Meta-analysis showed a small reduction in flushes from red clover isoflavones 40-82 mg/day.25 At present black cohosh and red clover are not thought to have any effects on breast or endometrium, although long term data are needed.
Other studies on phyto-oestrogens have shown mixed results, but the four trials in women with previous breast cancer found no difference in flushes with soy isoflavones compared with placebo.30 The effects on the breast of long term treatment with these products is not clear but they have been shown to cause endometrial hyperplasia.6
Vitamin E has shown a small benefit over placebo, with one less hot flush daily.25 Dehyroepiandrosterone, soy products, dong quai, evening primrose oil, or ginseng do not seem to benefit flushes.25 Replens (Meda, Solna, Sweden), a vaginal moisturiser, can be used for vaginal symptoms (table 11).w14
The American Endocrine Society does not recommend the generalised use of testosterone in women.31 It points out that no data exist to advise women on risks from long term use.
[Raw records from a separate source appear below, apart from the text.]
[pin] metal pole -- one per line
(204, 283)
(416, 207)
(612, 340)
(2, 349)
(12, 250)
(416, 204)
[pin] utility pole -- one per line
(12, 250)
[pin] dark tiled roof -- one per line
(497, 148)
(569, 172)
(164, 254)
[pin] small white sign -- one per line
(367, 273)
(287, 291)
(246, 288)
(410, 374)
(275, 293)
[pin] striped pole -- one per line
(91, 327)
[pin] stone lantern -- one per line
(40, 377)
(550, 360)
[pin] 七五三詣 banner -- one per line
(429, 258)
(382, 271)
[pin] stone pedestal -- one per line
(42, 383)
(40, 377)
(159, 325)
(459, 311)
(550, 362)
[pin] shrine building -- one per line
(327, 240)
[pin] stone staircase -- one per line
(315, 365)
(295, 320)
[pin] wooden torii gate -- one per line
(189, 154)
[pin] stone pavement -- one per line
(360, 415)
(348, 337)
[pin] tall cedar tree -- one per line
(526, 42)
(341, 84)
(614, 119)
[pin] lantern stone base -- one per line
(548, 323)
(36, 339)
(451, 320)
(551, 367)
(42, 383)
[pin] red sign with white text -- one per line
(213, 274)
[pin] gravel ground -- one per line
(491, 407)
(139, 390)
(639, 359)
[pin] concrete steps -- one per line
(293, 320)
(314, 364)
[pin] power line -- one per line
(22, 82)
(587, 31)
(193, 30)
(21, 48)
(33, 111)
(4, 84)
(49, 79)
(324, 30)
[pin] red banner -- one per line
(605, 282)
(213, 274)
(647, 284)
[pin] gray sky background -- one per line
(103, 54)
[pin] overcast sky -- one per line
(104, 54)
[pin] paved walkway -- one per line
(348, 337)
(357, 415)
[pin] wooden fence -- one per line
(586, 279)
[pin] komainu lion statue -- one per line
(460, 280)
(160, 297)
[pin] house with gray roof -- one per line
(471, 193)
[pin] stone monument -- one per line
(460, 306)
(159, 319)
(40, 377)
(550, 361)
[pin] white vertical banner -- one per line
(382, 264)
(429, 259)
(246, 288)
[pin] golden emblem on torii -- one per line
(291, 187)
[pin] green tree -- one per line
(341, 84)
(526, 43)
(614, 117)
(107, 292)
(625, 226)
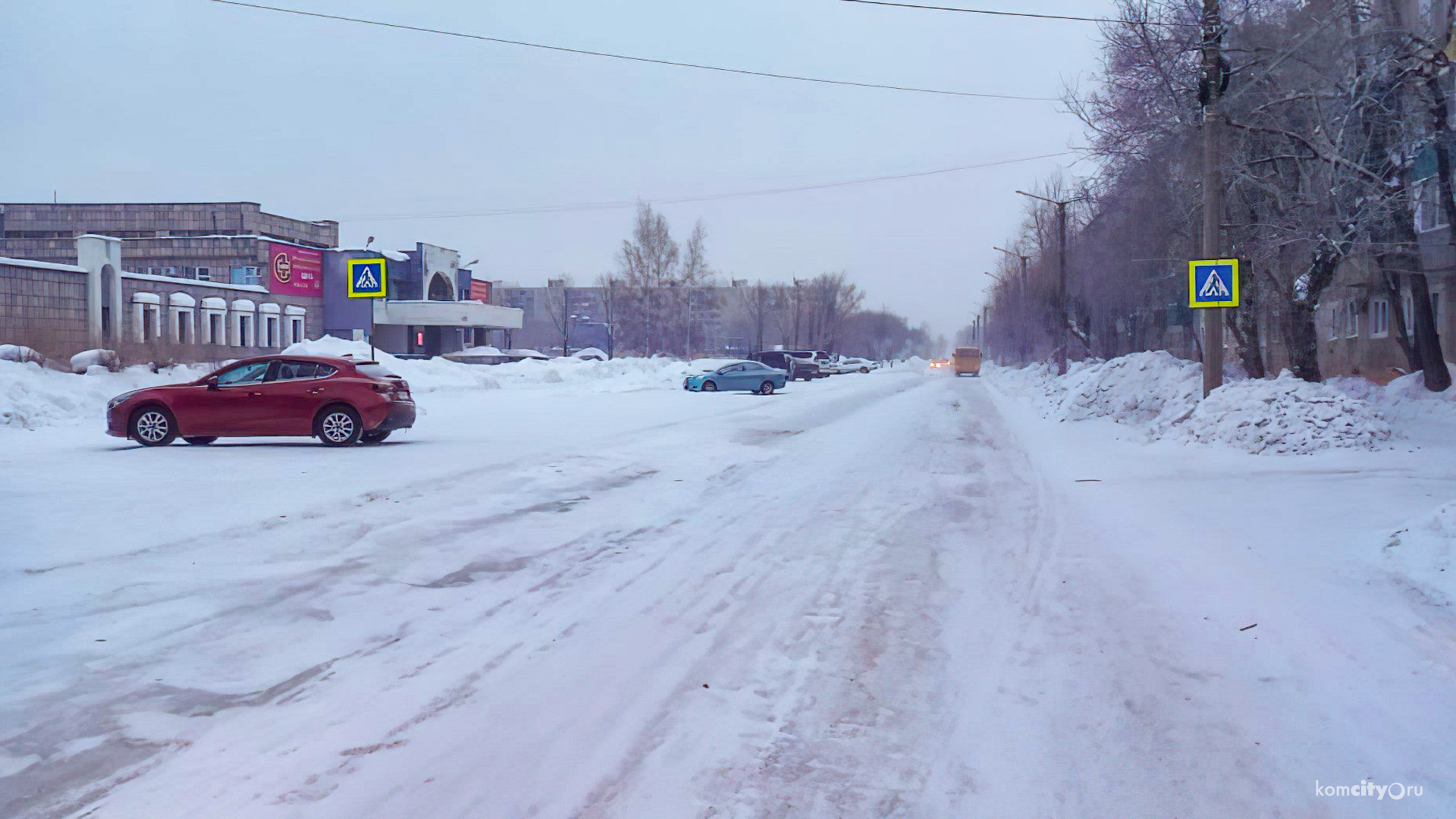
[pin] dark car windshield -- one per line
(375, 371)
(245, 373)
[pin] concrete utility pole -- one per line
(1212, 190)
(1063, 315)
(986, 314)
(1021, 300)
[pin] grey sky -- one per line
(196, 101)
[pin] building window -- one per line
(147, 316)
(245, 276)
(1429, 207)
(215, 322)
(150, 322)
(243, 330)
(1379, 318)
(182, 325)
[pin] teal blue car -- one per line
(752, 376)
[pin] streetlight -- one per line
(1062, 276)
(1021, 299)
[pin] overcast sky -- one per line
(197, 101)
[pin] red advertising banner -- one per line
(481, 290)
(294, 271)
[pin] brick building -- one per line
(209, 281)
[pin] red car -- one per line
(340, 401)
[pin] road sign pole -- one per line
(1212, 191)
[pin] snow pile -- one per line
(33, 397)
(19, 353)
(1404, 400)
(1283, 416)
(430, 375)
(86, 359)
(1141, 390)
(1159, 395)
(1424, 551)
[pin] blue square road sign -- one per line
(1213, 283)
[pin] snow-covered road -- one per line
(878, 596)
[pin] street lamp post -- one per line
(1021, 302)
(986, 315)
The main evidence of benefit for testosterone is for women with surgical menopause, when it was used along with hormone replacement. Improvement was found in sexual function compared with hormone replacement alone.w15 This meta-analysis had various modalities of replacement including testosterone implants and transdermal patches. The study lasted a median of six months, with the main adverse effect being a decrease in high density lipoprotein cholesterol levels.w15 Evidence of a treatment effect for perimenopausal women was insufficient. As testosterone is not approved for use in women in most countries, referral to specialised centres is advised.
Despite hormone replacement therapy being available for 60 years there are still many gaps in our knowledge. Ongoing longitudinal data on menopausal symptoms are needed for other ethnic groups. More research is needed on alternative therapies to tackle standardisation of dose, along with clinical efficacy. Larger randomised controlled trials for selective serotonin reuptake inhibitors and selective noradrenaline reuptake inhibitors are required to look at efficacy and the degree of interaction with tamoxifen.
It would be useful to have more information to advise women in the 50-59 years age group, who are the most likely users of hormone therapy for symptom relief. In the past few years subgroup analysis of results from the women's health initiative studies has been ongoing in this age group. The number of events is small, however, and the studies were not powered to examine them. Thus many of the reported interactions for these younger women may be spurious and due to chance alone.23 In this age group the only significant outcome (when the confidence interval did not include 1) was the increase in risk of deep vein thrombosis with combined replacement therapy (table 55).32 These subgroup analyses are, however, useful to generate hypotheses for much needed further study in these younger postmenopausal women. Some studies, such as the Kronos early estrogen prevention study,w16 are under way.
Competing interests: None declared.
This article was commissioned by the BMJ and has been peer reviewed.